Musicians all over the globe use the Internet and social media as an essential tool in marketing themselves, their brand and most importantly, their music. But out of all of the online devices available to independent musicians and brands, which is most important for engaging and expanding audiences? Is it social media with it’s various different channels and platforms or is it the website, the static and solid domain that hosts all content and is the central point of all music marketing strategies?

The answer is in fact that social networks work in conjunction with one another. Alone, they can be moderately successful in their own right but when linked together, with both feeding traffic to the other and links from each network sending audiences to the site, they become a force to be reckoned with. Without a carefully crafted website where users can navigate between background information, media footage and a shop to purchase a musician’s music, all other social media interaction is in vein. Without building presence on social networking sites directing new fans to their domain, a website can lie dormant with no hits, no track plays and definitely no music purchases for many months.

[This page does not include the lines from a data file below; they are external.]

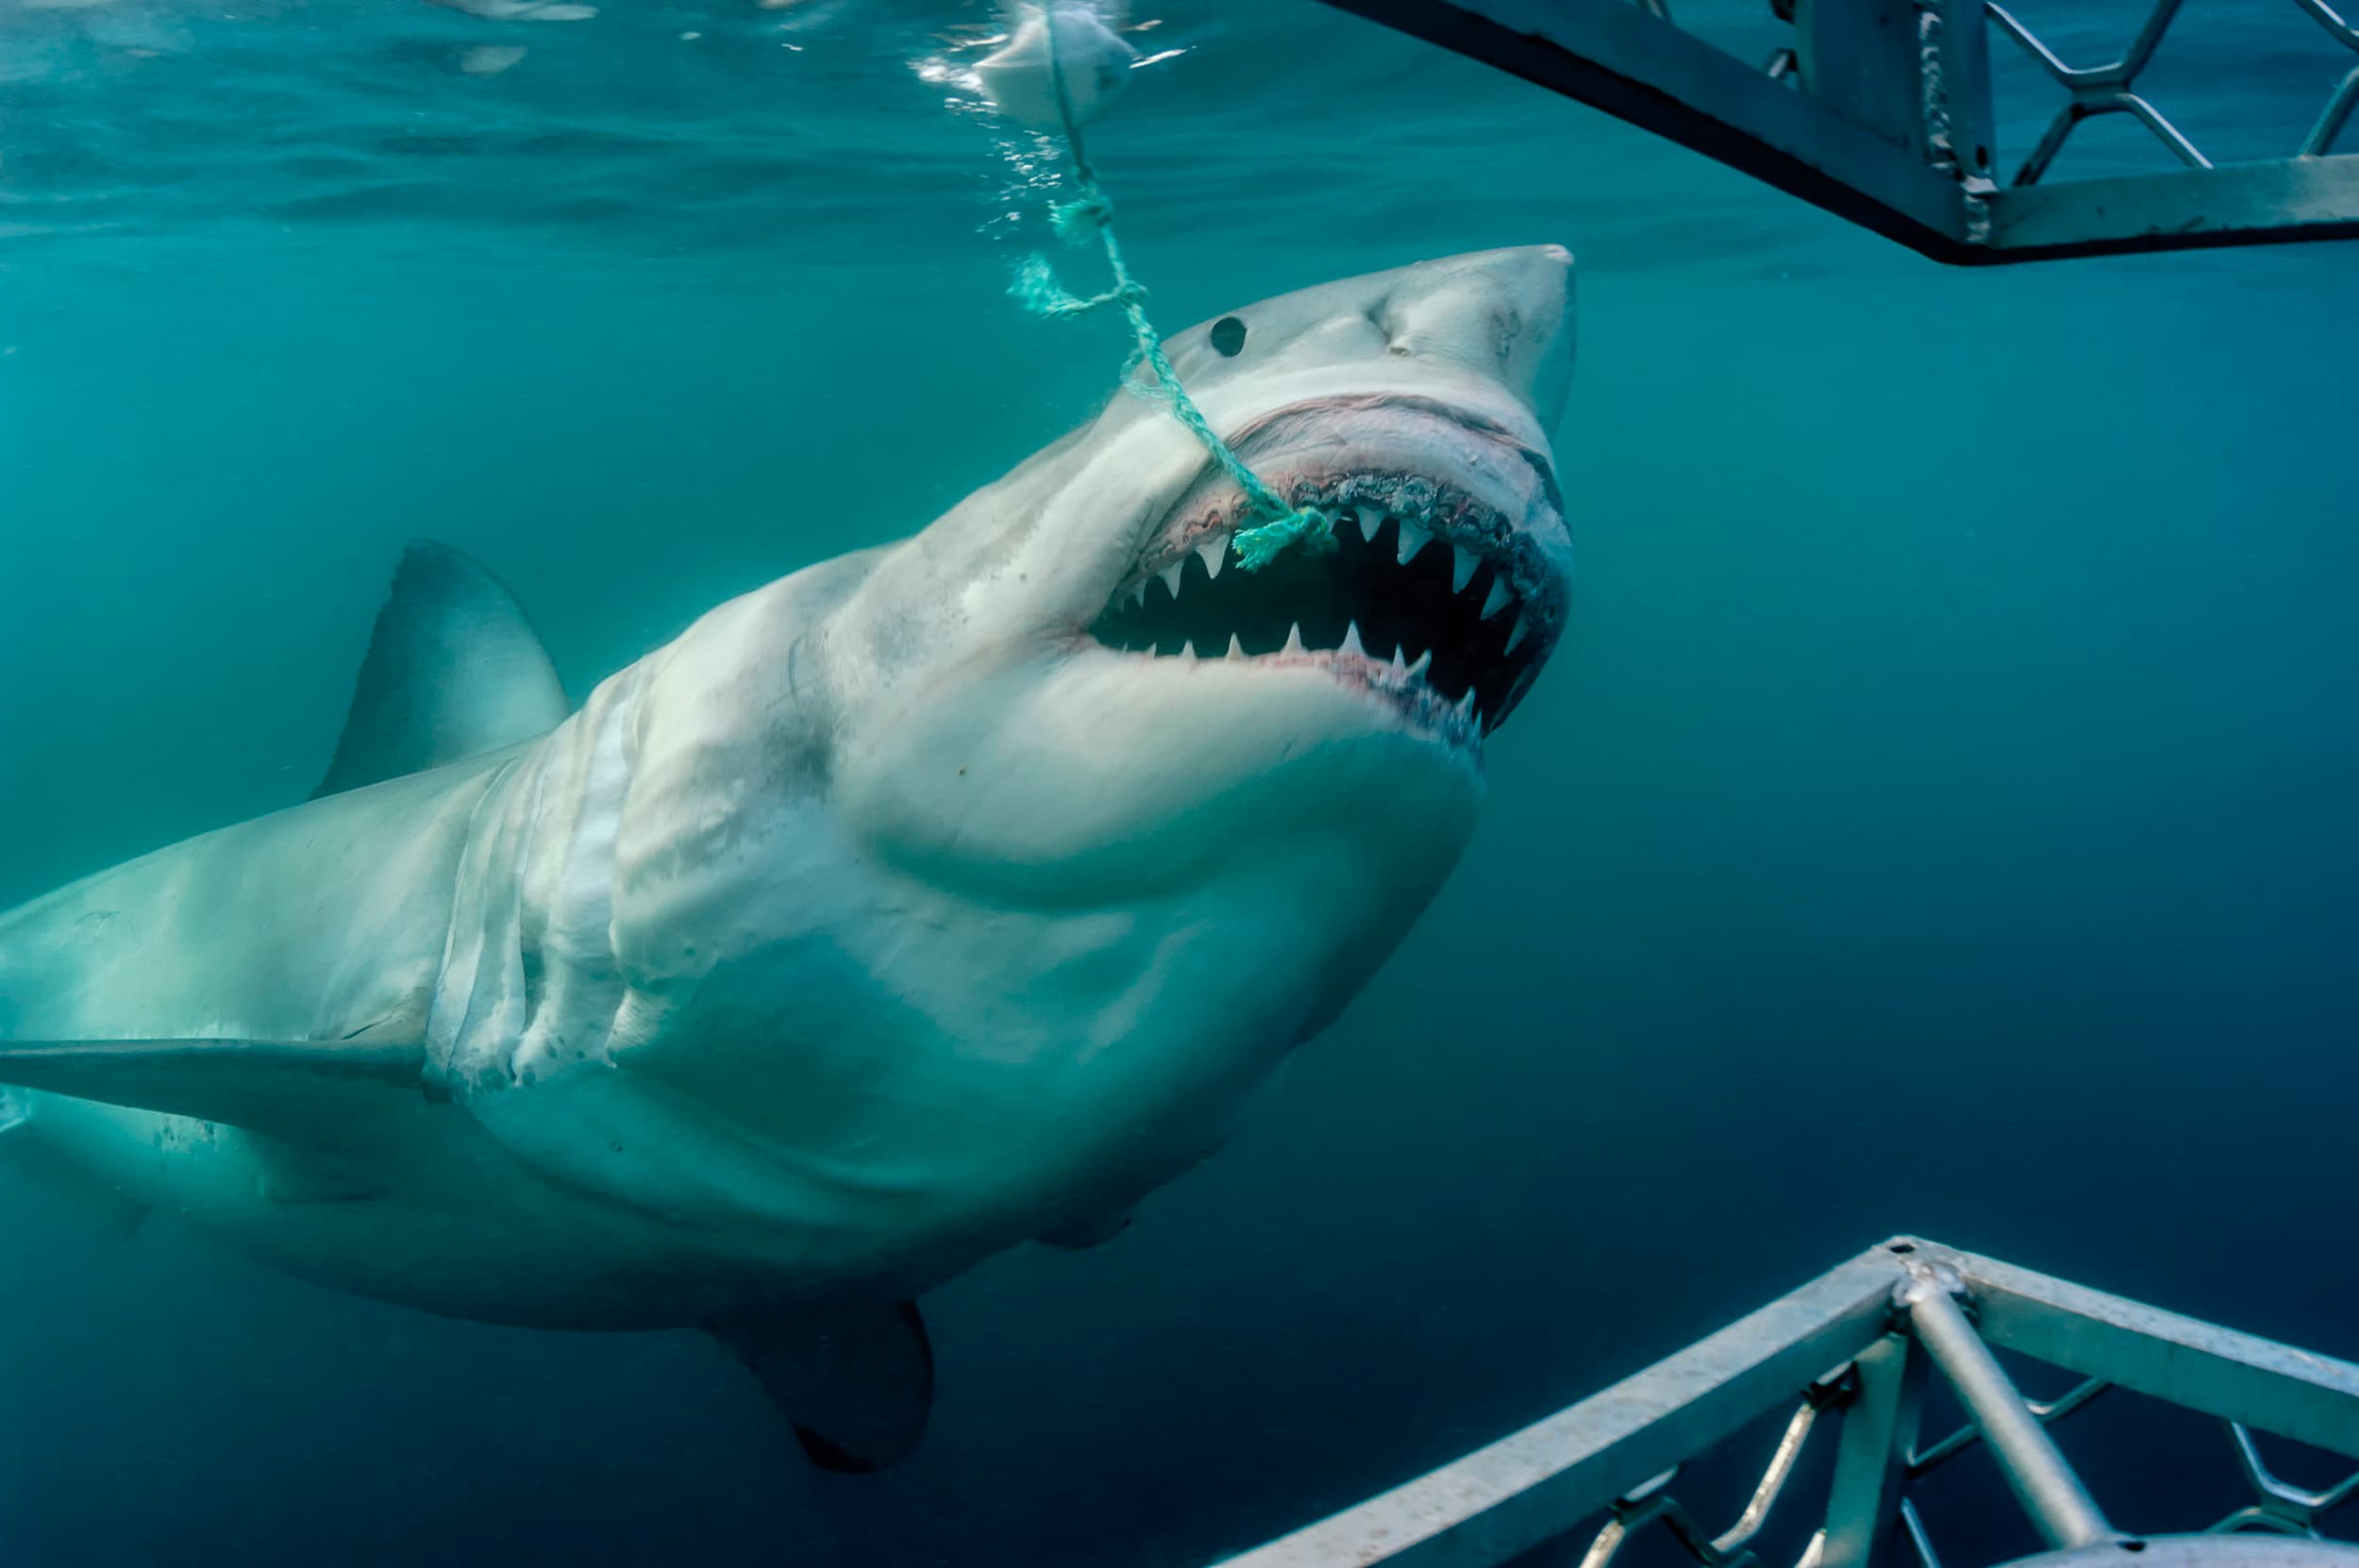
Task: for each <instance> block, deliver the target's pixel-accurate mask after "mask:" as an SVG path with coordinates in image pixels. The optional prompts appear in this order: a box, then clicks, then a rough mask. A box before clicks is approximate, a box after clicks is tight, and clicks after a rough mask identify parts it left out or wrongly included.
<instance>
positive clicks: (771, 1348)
mask: <svg viewBox="0 0 2359 1568" xmlns="http://www.w3.org/2000/svg"><path fill="white" fill-rule="evenodd" d="M710 1332H712V1337H715V1339H719V1342H722V1344H727V1346H729V1349H731V1353H736V1358H738V1361H743V1363H745V1368H748V1370H750V1372H753V1375H755V1379H757V1382H760V1384H762V1391H764V1394H769V1401H771V1403H774V1405H776V1408H778V1412H781V1415H783V1417H786V1419H788V1424H793V1429H795V1441H797V1443H802V1452H804V1455H809V1460H811V1464H816V1467H819V1469H826V1471H835V1474H845V1476H866V1474H870V1471H880V1469H885V1467H887V1464H892V1462H896V1460H901V1457H906V1455H908V1450H913V1448H915V1445H918V1438H920V1436H925V1419H927V1415H929V1412H932V1408H934V1349H932V1346H929V1344H927V1337H925V1318H922V1316H918V1304H915V1302H901V1304H894V1306H887V1304H882V1302H880V1304H861V1306H842V1309H833V1311H809V1309H800V1311H797V1309H781V1311H776V1313H764V1311H757V1313H736V1316H729V1318H722V1320H717V1323H712V1325H710Z"/></svg>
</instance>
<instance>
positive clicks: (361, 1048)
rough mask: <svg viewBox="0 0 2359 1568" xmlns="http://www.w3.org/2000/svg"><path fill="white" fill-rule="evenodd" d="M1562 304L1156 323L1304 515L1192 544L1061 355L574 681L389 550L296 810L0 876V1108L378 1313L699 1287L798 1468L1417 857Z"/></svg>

The two must be working together like a well-oiled machine to be able to perform successfully. The band website is the place for all things official. The official biography of band members, the official music (with bonus tracks for dedicated members), the official shop selling official merchandise should all be located here, with links back to the social media accounts of the musician, or the band and it’s members. Social networking accounts like those on Twitter, Facebook and Tumblr should be infused with personality and

help to get across a better idea of who a musician is. The social nature of networking means that users don’t just want to see endless links to music and gig tickets, they want to interact with a musician, get an idea of who they are and get to know them as people so as to better understand their music.

Social networks and websites both have advantages over the other. Websites can host huge amounts of material, they help to emphasise a brand through layout and format and they make it very easy to measure the performance metrics that gauge success. But where websites often fail in their one-sided discourse, social networks pick up the slack, interacting with fans, seeking new audiences and providing a forum where a dialogue between music fan and musician can take place.